Эрик смотрел на Карлу. Сейчас она была главной. И неважно, что он старше, он ждал ее распоряжений. Она рассуждала здраво и вела себя спокойно, но он видел, что она в ужасе и ее самообладание висит на волоске. Который может в любой момент оборваться, подумал он.
Карла снова повернулась к Эрику.
– Пойди приведи доктора Ротмана, – сказала она. – Ты знаешь, где его дом.
Эрик почувствовал огромное облегчение, получив задание, с которым мог справиться. Но тут же испугался неудачи.
– А если его не будет?
– Тогда спросишь у миссис Ротман, где он! Идиот… – сказала Карла. – Шевелись, бегом!
Эрик был рад, что можно убраться из спальни Ады. То, что там происходило, было загадочно и страшно. Он помчался наверх по лестнице, перескакивая через три ступеньки, и вылетел из дома. Что-что, а бегать он умел.
Дом доктора был в полумиле от них. Эрик помчался быстрой рысью. На бегу он думал про Аду. Кто отец ребенка? Он вспомнил, что прошлым летом она пару раз ходила в кино с Паулем Хубером.
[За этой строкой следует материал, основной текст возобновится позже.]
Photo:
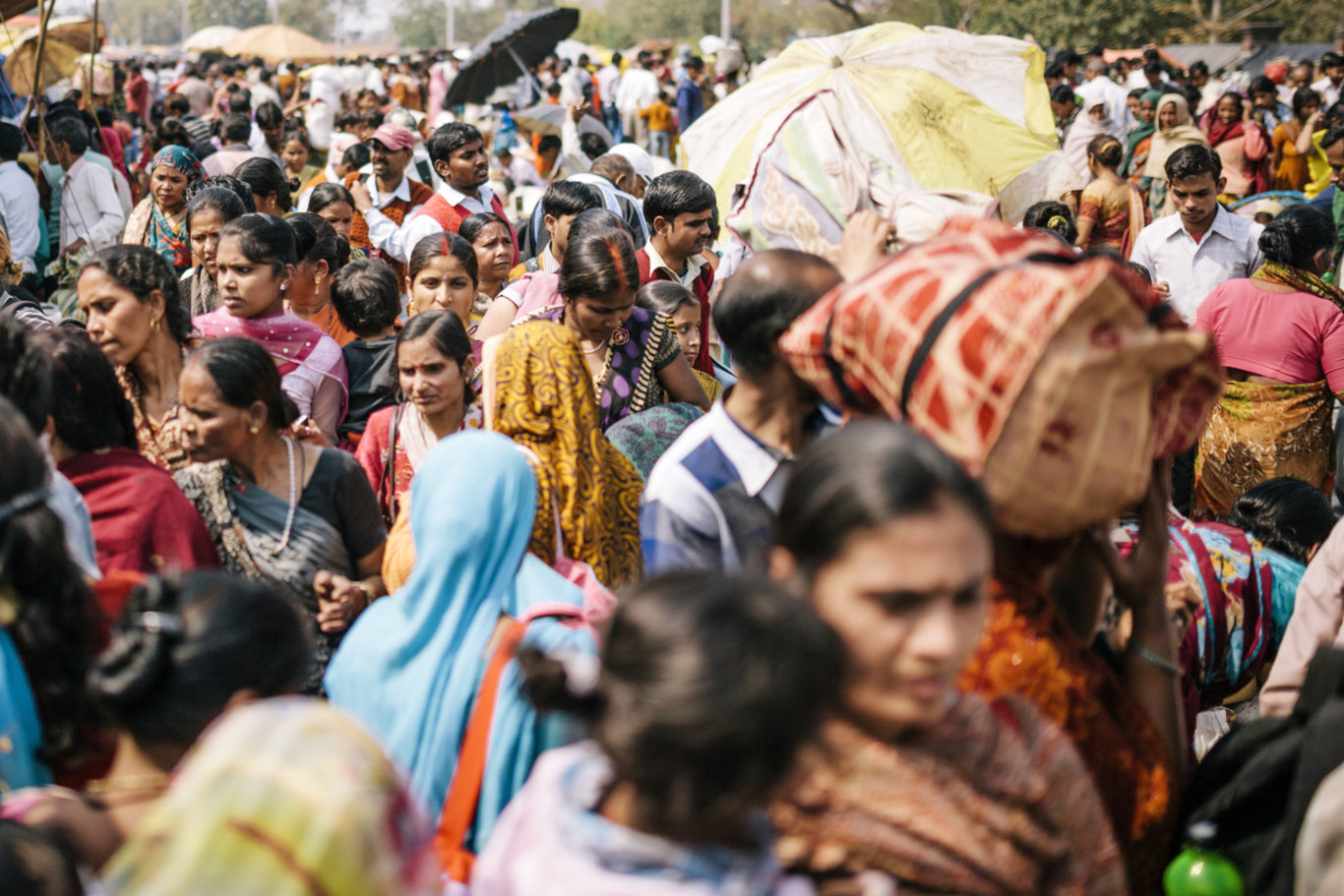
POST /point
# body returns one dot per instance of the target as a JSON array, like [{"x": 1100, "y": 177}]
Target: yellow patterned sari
[{"x": 543, "y": 400}]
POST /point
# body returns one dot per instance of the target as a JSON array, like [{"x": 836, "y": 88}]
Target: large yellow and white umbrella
[{"x": 870, "y": 118}]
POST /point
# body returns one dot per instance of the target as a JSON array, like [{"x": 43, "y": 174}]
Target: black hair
[
  {"x": 230, "y": 183},
  {"x": 264, "y": 239},
  {"x": 1053, "y": 217},
  {"x": 438, "y": 245},
  {"x": 245, "y": 374},
  {"x": 676, "y": 192},
  {"x": 356, "y": 156},
  {"x": 269, "y": 114},
  {"x": 1062, "y": 92},
  {"x": 1191, "y": 161},
  {"x": 865, "y": 477},
  {"x": 708, "y": 686},
  {"x": 761, "y": 301},
  {"x": 70, "y": 131},
  {"x": 1304, "y": 95},
  {"x": 449, "y": 336},
  {"x": 220, "y": 201},
  {"x": 664, "y": 297},
  {"x": 328, "y": 194},
  {"x": 36, "y": 860},
  {"x": 570, "y": 198},
  {"x": 184, "y": 646},
  {"x": 52, "y": 627},
  {"x": 599, "y": 258},
  {"x": 89, "y": 410},
  {"x": 25, "y": 373},
  {"x": 142, "y": 270},
  {"x": 1106, "y": 150},
  {"x": 264, "y": 176},
  {"x": 1296, "y": 235},
  {"x": 366, "y": 297},
  {"x": 11, "y": 142},
  {"x": 234, "y": 128},
  {"x": 473, "y": 224},
  {"x": 1285, "y": 514},
  {"x": 318, "y": 241},
  {"x": 449, "y": 139}
]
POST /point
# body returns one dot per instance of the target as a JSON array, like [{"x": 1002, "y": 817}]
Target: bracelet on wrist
[{"x": 1148, "y": 656}]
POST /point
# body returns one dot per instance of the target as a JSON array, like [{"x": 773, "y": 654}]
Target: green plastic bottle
[{"x": 1200, "y": 869}]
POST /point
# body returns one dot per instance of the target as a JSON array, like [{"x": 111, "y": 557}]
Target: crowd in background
[{"x": 413, "y": 500}]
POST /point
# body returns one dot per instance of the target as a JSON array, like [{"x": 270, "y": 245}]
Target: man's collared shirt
[
  {"x": 22, "y": 211},
  {"x": 693, "y": 265},
  {"x": 383, "y": 232},
  {"x": 422, "y": 226},
  {"x": 89, "y": 208},
  {"x": 1229, "y": 249},
  {"x": 712, "y": 498}
]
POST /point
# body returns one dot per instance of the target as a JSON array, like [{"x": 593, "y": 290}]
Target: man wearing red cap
[
  {"x": 389, "y": 199},
  {"x": 459, "y": 158}
]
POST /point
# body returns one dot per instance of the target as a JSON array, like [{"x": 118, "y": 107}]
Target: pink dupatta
[{"x": 303, "y": 352}]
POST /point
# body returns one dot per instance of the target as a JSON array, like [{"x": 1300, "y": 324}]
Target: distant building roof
[{"x": 1230, "y": 57}]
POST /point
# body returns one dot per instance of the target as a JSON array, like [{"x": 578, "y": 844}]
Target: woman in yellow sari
[{"x": 587, "y": 498}]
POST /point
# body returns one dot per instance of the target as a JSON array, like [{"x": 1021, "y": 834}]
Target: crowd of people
[{"x": 367, "y": 531}]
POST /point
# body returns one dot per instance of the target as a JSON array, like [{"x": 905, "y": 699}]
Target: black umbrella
[{"x": 509, "y": 51}]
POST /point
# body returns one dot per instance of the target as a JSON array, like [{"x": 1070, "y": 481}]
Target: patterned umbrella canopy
[{"x": 880, "y": 118}]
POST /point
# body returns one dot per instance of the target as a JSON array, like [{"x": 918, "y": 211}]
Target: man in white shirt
[
  {"x": 608, "y": 85},
  {"x": 1201, "y": 245},
  {"x": 639, "y": 89},
  {"x": 91, "y": 212},
  {"x": 1331, "y": 88},
  {"x": 389, "y": 199},
  {"x": 18, "y": 201}
]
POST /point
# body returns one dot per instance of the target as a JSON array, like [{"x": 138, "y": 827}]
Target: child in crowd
[
  {"x": 367, "y": 302},
  {"x": 705, "y": 689},
  {"x": 676, "y": 302}
]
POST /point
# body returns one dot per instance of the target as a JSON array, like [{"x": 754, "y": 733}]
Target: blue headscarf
[
  {"x": 410, "y": 665},
  {"x": 19, "y": 724}
]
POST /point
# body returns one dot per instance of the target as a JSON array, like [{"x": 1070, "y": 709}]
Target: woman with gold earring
[
  {"x": 322, "y": 253},
  {"x": 257, "y": 267},
  {"x": 139, "y": 322}
]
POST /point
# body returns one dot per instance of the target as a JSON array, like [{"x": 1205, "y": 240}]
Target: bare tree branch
[{"x": 848, "y": 8}]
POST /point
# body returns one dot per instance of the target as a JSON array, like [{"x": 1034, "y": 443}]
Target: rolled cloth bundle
[{"x": 1055, "y": 379}]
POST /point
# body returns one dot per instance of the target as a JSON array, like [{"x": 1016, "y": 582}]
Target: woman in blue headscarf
[
  {"x": 411, "y": 665},
  {"x": 158, "y": 220}
]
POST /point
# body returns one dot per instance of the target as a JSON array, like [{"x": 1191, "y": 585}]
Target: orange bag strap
[{"x": 465, "y": 792}]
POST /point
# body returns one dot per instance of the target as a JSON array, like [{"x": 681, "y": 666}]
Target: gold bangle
[{"x": 1148, "y": 656}]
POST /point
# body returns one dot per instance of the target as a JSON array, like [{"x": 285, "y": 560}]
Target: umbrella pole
[
  {"x": 92, "y": 55},
  {"x": 525, "y": 73},
  {"x": 35, "y": 99}
]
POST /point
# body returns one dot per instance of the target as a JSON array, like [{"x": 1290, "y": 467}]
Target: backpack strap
[{"x": 465, "y": 792}]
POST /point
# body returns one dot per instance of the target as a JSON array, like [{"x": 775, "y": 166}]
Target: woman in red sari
[
  {"x": 142, "y": 521},
  {"x": 1047, "y": 381}
]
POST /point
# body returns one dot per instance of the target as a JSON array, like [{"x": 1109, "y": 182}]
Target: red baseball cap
[{"x": 394, "y": 137}]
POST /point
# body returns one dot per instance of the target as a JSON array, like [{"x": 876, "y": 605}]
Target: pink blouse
[{"x": 1293, "y": 337}]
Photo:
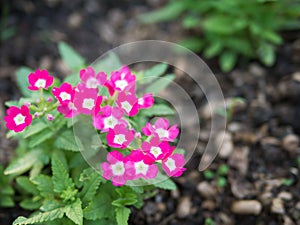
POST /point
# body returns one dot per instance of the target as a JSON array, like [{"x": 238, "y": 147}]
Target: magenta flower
[
  {"x": 128, "y": 102},
  {"x": 146, "y": 101},
  {"x": 108, "y": 118},
  {"x": 156, "y": 149},
  {"x": 116, "y": 169},
  {"x": 18, "y": 119},
  {"x": 140, "y": 168},
  {"x": 173, "y": 165},
  {"x": 119, "y": 137},
  {"x": 40, "y": 79},
  {"x": 87, "y": 101},
  {"x": 161, "y": 128},
  {"x": 90, "y": 79},
  {"x": 65, "y": 93},
  {"x": 121, "y": 80}
]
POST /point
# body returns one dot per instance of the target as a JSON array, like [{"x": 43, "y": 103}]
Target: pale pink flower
[
  {"x": 146, "y": 101},
  {"x": 128, "y": 102},
  {"x": 108, "y": 117},
  {"x": 161, "y": 128},
  {"x": 18, "y": 119},
  {"x": 173, "y": 165},
  {"x": 65, "y": 93},
  {"x": 119, "y": 137},
  {"x": 141, "y": 168},
  {"x": 40, "y": 79},
  {"x": 116, "y": 169}
]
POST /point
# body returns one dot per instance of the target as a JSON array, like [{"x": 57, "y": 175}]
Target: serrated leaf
[
  {"x": 160, "y": 84},
  {"x": 23, "y": 163},
  {"x": 66, "y": 140},
  {"x": 61, "y": 179},
  {"x": 122, "y": 215},
  {"x": 158, "y": 110},
  {"x": 74, "y": 212},
  {"x": 72, "y": 58},
  {"x": 22, "y": 80},
  {"x": 40, "y": 217}
]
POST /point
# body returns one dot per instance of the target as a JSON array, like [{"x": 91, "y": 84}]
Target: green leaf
[
  {"x": 160, "y": 84},
  {"x": 227, "y": 61},
  {"x": 61, "y": 179},
  {"x": 73, "y": 59},
  {"x": 122, "y": 215},
  {"x": 23, "y": 163},
  {"x": 22, "y": 80},
  {"x": 74, "y": 212},
  {"x": 158, "y": 110},
  {"x": 66, "y": 140},
  {"x": 40, "y": 217}
]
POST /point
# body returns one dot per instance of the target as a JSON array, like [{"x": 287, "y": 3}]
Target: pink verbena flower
[
  {"x": 141, "y": 168},
  {"x": 146, "y": 101},
  {"x": 173, "y": 165},
  {"x": 161, "y": 128},
  {"x": 40, "y": 79},
  {"x": 90, "y": 79},
  {"x": 119, "y": 137},
  {"x": 121, "y": 80},
  {"x": 156, "y": 149},
  {"x": 86, "y": 100},
  {"x": 115, "y": 169},
  {"x": 18, "y": 119},
  {"x": 108, "y": 118},
  {"x": 65, "y": 93},
  {"x": 128, "y": 102}
]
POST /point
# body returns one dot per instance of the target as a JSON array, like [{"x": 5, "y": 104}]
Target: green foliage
[{"x": 231, "y": 28}]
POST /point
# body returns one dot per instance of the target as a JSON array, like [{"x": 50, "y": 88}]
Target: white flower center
[
  {"x": 170, "y": 163},
  {"x": 88, "y": 103},
  {"x": 92, "y": 83},
  {"x": 126, "y": 105},
  {"x": 40, "y": 83},
  {"x": 120, "y": 139},
  {"x": 141, "y": 168},
  {"x": 162, "y": 133},
  {"x": 156, "y": 151},
  {"x": 118, "y": 168},
  {"x": 122, "y": 84},
  {"x": 65, "y": 96},
  {"x": 110, "y": 122},
  {"x": 19, "y": 119}
]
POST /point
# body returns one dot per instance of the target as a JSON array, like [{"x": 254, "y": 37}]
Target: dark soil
[{"x": 263, "y": 163}]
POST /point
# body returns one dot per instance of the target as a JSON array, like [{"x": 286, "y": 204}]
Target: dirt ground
[{"x": 261, "y": 147}]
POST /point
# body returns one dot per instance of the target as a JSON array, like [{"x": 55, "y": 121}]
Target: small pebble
[
  {"x": 184, "y": 207},
  {"x": 246, "y": 207}
]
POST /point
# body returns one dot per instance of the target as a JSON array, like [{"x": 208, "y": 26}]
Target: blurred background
[{"x": 253, "y": 47}]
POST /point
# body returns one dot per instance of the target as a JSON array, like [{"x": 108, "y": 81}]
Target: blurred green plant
[{"x": 231, "y": 28}]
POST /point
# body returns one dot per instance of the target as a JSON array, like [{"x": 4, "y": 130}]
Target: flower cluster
[{"x": 110, "y": 115}]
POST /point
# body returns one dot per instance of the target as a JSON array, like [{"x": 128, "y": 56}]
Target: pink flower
[
  {"x": 108, "y": 118},
  {"x": 121, "y": 80},
  {"x": 140, "y": 168},
  {"x": 65, "y": 93},
  {"x": 18, "y": 119},
  {"x": 161, "y": 128},
  {"x": 67, "y": 109},
  {"x": 173, "y": 165},
  {"x": 157, "y": 150},
  {"x": 146, "y": 101},
  {"x": 128, "y": 102},
  {"x": 116, "y": 169},
  {"x": 119, "y": 137},
  {"x": 87, "y": 101},
  {"x": 40, "y": 79},
  {"x": 92, "y": 80}
]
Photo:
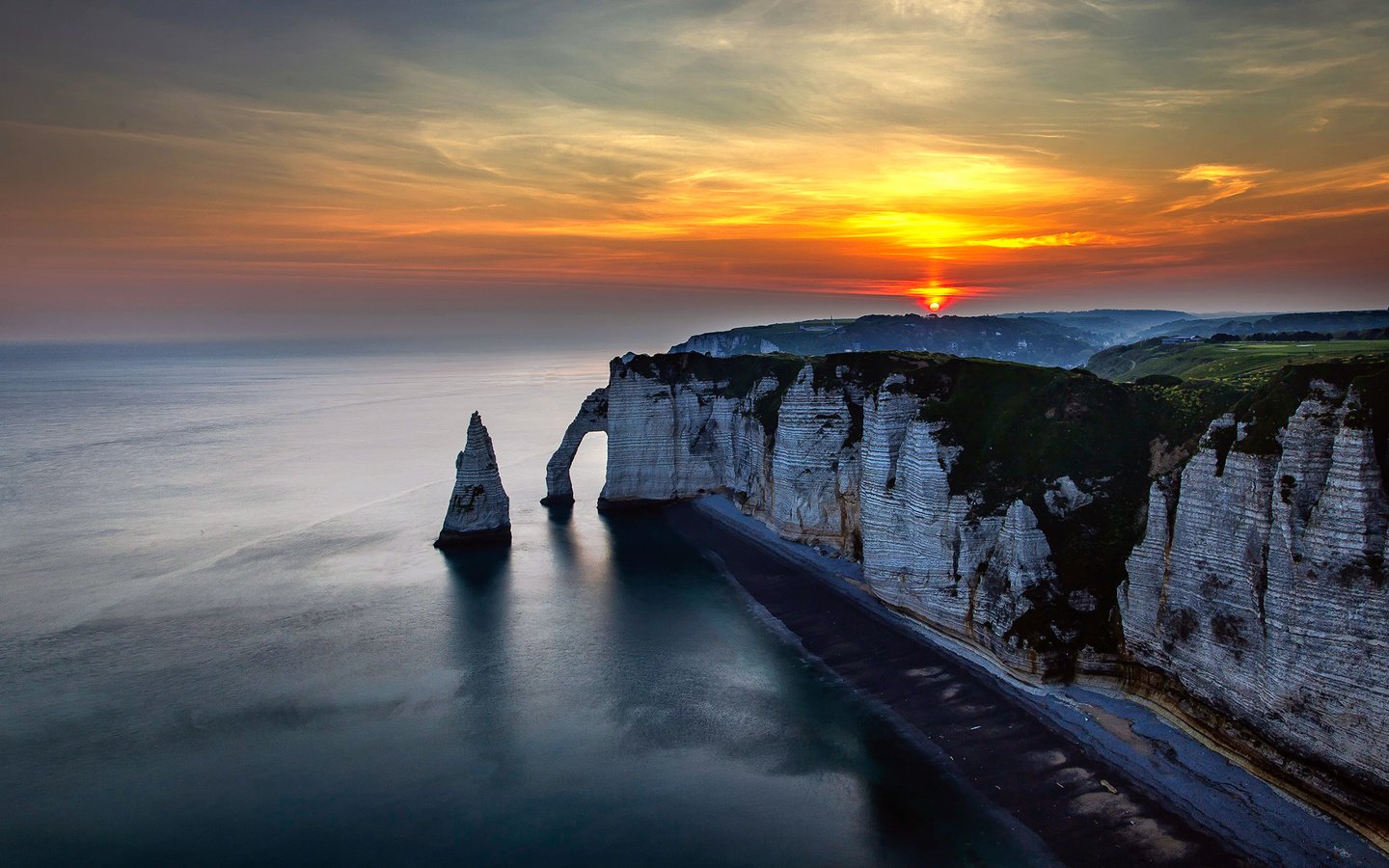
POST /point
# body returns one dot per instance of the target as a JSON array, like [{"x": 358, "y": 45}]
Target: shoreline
[{"x": 1168, "y": 798}]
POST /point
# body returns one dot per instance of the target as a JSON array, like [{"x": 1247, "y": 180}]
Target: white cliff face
[
  {"x": 875, "y": 489},
  {"x": 816, "y": 467},
  {"x": 1257, "y": 587},
  {"x": 558, "y": 488},
  {"x": 1268, "y": 599},
  {"x": 927, "y": 552},
  {"x": 479, "y": 508}
]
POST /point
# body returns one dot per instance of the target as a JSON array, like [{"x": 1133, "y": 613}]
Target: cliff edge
[{"x": 1218, "y": 550}]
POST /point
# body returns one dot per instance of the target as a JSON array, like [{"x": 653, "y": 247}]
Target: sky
[{"x": 283, "y": 167}]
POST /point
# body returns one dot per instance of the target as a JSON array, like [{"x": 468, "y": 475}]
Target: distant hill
[
  {"x": 1061, "y": 339},
  {"x": 1026, "y": 339},
  {"x": 1250, "y": 324},
  {"x": 1105, "y": 327},
  {"x": 1238, "y": 362}
]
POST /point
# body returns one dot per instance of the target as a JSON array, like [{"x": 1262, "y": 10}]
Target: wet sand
[{"x": 1066, "y": 763}]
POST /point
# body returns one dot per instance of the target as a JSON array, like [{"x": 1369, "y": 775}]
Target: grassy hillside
[
  {"x": 1252, "y": 324},
  {"x": 1243, "y": 363}
]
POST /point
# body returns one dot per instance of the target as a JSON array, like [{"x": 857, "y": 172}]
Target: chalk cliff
[
  {"x": 1257, "y": 602},
  {"x": 592, "y": 416},
  {"x": 1233, "y": 570},
  {"x": 478, "y": 510}
]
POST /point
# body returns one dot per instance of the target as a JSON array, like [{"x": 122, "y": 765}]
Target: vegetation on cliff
[
  {"x": 1247, "y": 363},
  {"x": 1020, "y": 429}
]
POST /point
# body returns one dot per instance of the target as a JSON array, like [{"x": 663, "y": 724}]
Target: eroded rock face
[
  {"x": 1266, "y": 596},
  {"x": 479, "y": 510},
  {"x": 927, "y": 552},
  {"x": 558, "y": 488},
  {"x": 1257, "y": 583},
  {"x": 858, "y": 474}
]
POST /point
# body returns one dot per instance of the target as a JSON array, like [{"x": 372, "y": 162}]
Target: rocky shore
[
  {"x": 1218, "y": 550},
  {"x": 1096, "y": 776}
]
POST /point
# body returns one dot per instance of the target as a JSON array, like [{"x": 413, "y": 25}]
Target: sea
[{"x": 226, "y": 637}]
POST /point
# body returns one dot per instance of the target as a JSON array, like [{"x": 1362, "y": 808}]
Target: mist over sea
[{"x": 226, "y": 637}]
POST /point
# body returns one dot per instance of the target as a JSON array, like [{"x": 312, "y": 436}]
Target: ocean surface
[{"x": 226, "y": 637}]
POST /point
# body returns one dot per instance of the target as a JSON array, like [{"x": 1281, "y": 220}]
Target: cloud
[{"x": 807, "y": 144}]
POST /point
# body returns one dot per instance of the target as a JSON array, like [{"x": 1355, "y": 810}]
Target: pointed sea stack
[{"x": 479, "y": 511}]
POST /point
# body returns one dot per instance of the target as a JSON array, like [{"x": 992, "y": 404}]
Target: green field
[{"x": 1244, "y": 363}]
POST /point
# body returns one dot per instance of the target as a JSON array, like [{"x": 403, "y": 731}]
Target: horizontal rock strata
[
  {"x": 1233, "y": 570},
  {"x": 479, "y": 511}
]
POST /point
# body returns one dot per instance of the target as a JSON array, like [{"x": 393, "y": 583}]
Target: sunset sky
[{"x": 274, "y": 167}]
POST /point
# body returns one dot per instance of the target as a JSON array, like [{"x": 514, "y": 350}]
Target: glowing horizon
[{"x": 1102, "y": 149}]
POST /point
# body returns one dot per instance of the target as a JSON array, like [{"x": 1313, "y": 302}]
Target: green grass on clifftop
[{"x": 1246, "y": 363}]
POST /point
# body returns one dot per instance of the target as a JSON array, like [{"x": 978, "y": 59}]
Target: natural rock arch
[{"x": 558, "y": 488}]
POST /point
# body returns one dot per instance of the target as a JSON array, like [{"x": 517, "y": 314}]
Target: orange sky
[{"x": 1020, "y": 156}]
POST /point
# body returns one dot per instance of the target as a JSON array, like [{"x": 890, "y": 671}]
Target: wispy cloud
[{"x": 814, "y": 144}]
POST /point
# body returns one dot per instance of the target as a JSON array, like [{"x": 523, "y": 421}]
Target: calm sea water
[{"x": 226, "y": 639}]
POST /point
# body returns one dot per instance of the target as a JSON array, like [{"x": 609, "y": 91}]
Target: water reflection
[
  {"x": 480, "y": 637},
  {"x": 560, "y": 528}
]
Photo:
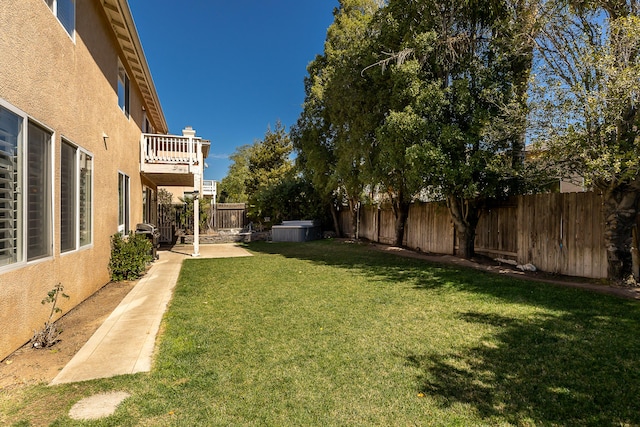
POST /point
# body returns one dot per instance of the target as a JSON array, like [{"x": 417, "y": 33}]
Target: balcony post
[{"x": 190, "y": 133}]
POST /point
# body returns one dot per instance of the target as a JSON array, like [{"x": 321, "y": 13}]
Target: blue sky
[{"x": 231, "y": 68}]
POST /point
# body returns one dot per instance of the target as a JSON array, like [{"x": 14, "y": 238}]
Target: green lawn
[{"x": 330, "y": 333}]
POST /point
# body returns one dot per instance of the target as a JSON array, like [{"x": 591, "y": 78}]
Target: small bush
[
  {"x": 129, "y": 256},
  {"x": 48, "y": 335}
]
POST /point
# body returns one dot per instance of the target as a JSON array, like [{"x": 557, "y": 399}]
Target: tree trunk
[
  {"x": 620, "y": 207},
  {"x": 465, "y": 215},
  {"x": 401, "y": 213},
  {"x": 336, "y": 220},
  {"x": 354, "y": 206}
]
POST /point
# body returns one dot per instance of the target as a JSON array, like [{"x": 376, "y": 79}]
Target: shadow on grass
[
  {"x": 565, "y": 370},
  {"x": 577, "y": 363}
]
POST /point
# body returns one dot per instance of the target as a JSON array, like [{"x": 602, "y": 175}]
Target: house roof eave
[{"x": 121, "y": 20}]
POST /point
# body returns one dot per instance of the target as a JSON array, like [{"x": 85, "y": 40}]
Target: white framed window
[
  {"x": 65, "y": 11},
  {"x": 123, "y": 89},
  {"x": 123, "y": 203},
  {"x": 76, "y": 197},
  {"x": 25, "y": 188}
]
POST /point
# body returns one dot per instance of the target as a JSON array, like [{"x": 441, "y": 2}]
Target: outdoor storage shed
[{"x": 296, "y": 231}]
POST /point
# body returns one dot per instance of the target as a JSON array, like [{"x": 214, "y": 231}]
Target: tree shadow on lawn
[
  {"x": 571, "y": 369},
  {"x": 578, "y": 363}
]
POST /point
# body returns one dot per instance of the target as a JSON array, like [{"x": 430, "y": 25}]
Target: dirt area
[{"x": 31, "y": 366}]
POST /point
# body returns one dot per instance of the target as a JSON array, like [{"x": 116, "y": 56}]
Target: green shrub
[{"x": 129, "y": 256}]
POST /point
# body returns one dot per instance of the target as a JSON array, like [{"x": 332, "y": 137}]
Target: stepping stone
[{"x": 97, "y": 406}]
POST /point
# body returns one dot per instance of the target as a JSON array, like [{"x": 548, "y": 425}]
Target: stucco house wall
[{"x": 69, "y": 85}]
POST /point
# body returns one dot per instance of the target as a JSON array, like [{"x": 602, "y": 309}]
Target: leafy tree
[
  {"x": 457, "y": 113},
  {"x": 290, "y": 199},
  {"x": 232, "y": 186},
  {"x": 269, "y": 165},
  {"x": 589, "y": 112},
  {"x": 335, "y": 135}
]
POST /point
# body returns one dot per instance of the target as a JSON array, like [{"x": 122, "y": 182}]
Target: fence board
[
  {"x": 228, "y": 215},
  {"x": 557, "y": 232}
]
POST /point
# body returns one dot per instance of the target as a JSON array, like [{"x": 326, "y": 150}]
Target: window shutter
[{"x": 10, "y": 133}]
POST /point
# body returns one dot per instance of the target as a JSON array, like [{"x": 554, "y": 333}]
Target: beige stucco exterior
[{"x": 69, "y": 85}]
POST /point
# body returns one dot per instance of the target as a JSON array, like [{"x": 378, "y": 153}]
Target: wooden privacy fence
[
  {"x": 557, "y": 232},
  {"x": 228, "y": 215}
]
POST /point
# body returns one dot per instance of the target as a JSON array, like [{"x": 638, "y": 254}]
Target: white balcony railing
[
  {"x": 208, "y": 187},
  {"x": 170, "y": 149}
]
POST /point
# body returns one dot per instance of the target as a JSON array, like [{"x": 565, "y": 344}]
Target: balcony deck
[{"x": 172, "y": 160}]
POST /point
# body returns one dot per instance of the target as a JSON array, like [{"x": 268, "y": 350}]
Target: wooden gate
[{"x": 167, "y": 222}]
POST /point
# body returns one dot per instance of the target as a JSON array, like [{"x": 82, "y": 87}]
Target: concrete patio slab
[{"x": 125, "y": 342}]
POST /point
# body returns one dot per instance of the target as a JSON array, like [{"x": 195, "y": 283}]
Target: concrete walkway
[{"x": 125, "y": 342}]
Занимались ли они сексом? Должно быть, занимались! Эрик с приятелями много говорили о сексе, но толком ничего о нем не знали. А где Ада с Паулем это делали? Ведь не в кино же? Разве для этого не нужно ложиться? Непонятно все это.
Доктор Ротман жил и вел прием на улице, где жили бедняки. Эрик слышал, как мама говорила, что он хороший доктор, но среди его пациентов в основном рабочие, которые не могут много платить за лечение. На первом этаже дома находились приемная и кабинет, а жил доктор с семьей на втором этаже.
У дома стоял зеленый «опель-4», маленький двухместный уродец, прозванный «древесной лягушкой».
Входная дверь была не заперта. Эрик шагнул внутрь, тяжело дыша, и вошел в приемную. В углу кашлял старик, да еще сидела молодая женщина с ребенком.
– Добрый день! – громко произнес Эрик. – Доктор Ротман! – позвал он.
Из кабинета вышла жена доктора. Ханнелора Ротман была высокая, светловолосая женщина с резкими чертами лица. От ее взгляда Эрика словно током ударило.
– Как ты посмел явиться сюда в этой форме? – сказала она.
Эрик оцепенел. Фрау Ротман была не еврейкой, а вот муж ее был еврей, Эрик от волнения совсем забыл об этом.
– Наша служанка рожает! – сказал он.